我々は、透析膜の再使用をお勧めしません。何故なら、使用に伴い成分コンタミが生じたり、透析条件(pH、温度、化学成分との接触等)が膜の完全性に影響を与える可能性があるからです。特にクローザーを外したり、再度取り付けたりする際、リークの原因をつくる心配があります。透析膜は、使い捨て製品として設計されています。

Q14:
膜孔径表示の精度はどのくらいですか?また、MWCOとは何ですか?

透析膜は、スポンジ状の多孔構造をしているので、間接的に孔径を求める必要があります。膜の「MWCO」は、溶解成分の透過阻止特性によって表されます。MWCOは、17時間の透析処理において90%以上残存する成分の分子量によって表しています。従って、精製しようとする成分より少し小さいMWCO値の膜を選ぶ必要があります。

Q15:
Spectra/Por 2と4透析膜の違いは何ですか?

Spectra/Por 2, 4ともにMWCO 12-14 kDの膜です。Spectra/Por 4は、通常の透析により適していまが、Spectra/Por 2は特に高い透過性能を持っており、他の品目より細いチューブを用意しています。すなわちSpectra/Por 2は、Spectra/Por 4より高い水透過性能を持っているのです。

Q16:
膜表面積とサンプル量に関して、「親指の法則」はあてはまるのでしょうか?

処理液量あたりの表面積は、チューブの平面幅に依存しています。もし、同じ長さで、異なる平面幅の透析チューブがあるとすると、細いチューブの方が、液量あたり広い表面積を持ち、より速やかに透析が進みますが、太いチューブは、液あたりの表面積が狭く透析速度も遅くなります。平面幅の小さいチューブは、液拡散に関わる距離が短く、細孔を通過する溶質の「競合」が少ないのです。平面幅の大きいチューブは、膜に至る距離が長くなり、細孔を通過する際の溶質の競合が多くなります。一般論として、「液あたり表面積」が大きくなるほど、透析速度は速くなります。

Q17:
膜の両側の液の浸透圧が等しくて、しかし濃度は異なるという場合、透析はうまく進みますか?

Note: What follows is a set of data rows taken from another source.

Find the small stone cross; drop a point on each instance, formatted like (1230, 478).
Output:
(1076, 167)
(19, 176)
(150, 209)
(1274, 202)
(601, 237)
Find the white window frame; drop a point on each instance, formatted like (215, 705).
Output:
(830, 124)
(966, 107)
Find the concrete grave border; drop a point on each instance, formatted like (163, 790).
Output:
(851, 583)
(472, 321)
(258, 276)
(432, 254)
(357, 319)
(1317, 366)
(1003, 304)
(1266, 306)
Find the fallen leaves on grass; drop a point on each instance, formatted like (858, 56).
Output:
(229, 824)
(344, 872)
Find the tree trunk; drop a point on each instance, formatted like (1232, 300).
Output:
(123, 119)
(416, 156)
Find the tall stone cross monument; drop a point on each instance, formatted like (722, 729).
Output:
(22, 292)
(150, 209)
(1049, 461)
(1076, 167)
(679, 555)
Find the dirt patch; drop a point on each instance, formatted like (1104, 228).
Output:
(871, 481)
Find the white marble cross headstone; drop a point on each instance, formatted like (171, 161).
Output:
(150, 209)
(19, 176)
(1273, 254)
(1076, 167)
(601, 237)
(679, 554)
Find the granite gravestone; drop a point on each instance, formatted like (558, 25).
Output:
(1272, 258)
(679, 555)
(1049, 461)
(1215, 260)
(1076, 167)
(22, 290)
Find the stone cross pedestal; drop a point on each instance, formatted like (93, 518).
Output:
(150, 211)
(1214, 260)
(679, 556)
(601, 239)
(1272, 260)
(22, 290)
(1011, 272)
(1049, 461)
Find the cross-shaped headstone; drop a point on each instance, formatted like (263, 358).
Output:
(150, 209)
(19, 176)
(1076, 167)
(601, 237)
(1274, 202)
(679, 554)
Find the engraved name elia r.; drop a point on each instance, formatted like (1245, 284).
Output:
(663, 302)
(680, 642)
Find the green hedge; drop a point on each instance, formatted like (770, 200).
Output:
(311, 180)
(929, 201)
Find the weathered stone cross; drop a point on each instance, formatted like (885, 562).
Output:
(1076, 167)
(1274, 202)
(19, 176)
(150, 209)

通常透析は、膜を介した浸透圧差のない状態で行われます。透析は、膜内外の濃度勾配によって行れます。もし、浸透圧に大きな差があれば、水が膜を介して移動します。水が過剰に移動すると、水の移動した先のチューブが破損したり、崩壊したりします。

Q18:
透析膜を限外ろ過に使用した場合、どの程度の圧力に耐えられますか?

透析膜は、加圧ろ過用には設計されていません。膜のMWCOに影響を与えることのない最大許容圧力は、1.5 psi (約0.1気圧)です。

Q19:
一般にどんな透析液(バッファー)が使用されますか?

バイオ成分分子は、その特性を安定に保つために厳密なpH管理が必要です。一般的透析バッファーのpHは、6~8です。生化学分野でよく使われる溶液(バッファー)には、下記のようなものがあります。

  • PBS:生理塩濃度リン酸バッファー
  • TBS:生理塩濃度トリスバッファー
  • HEPES
  • アミノ酸バッファー
Q20:
なぜダルトン(MW)のかわりにミクロンを使用するのですか?分子量への換算はどうすれば良いですか?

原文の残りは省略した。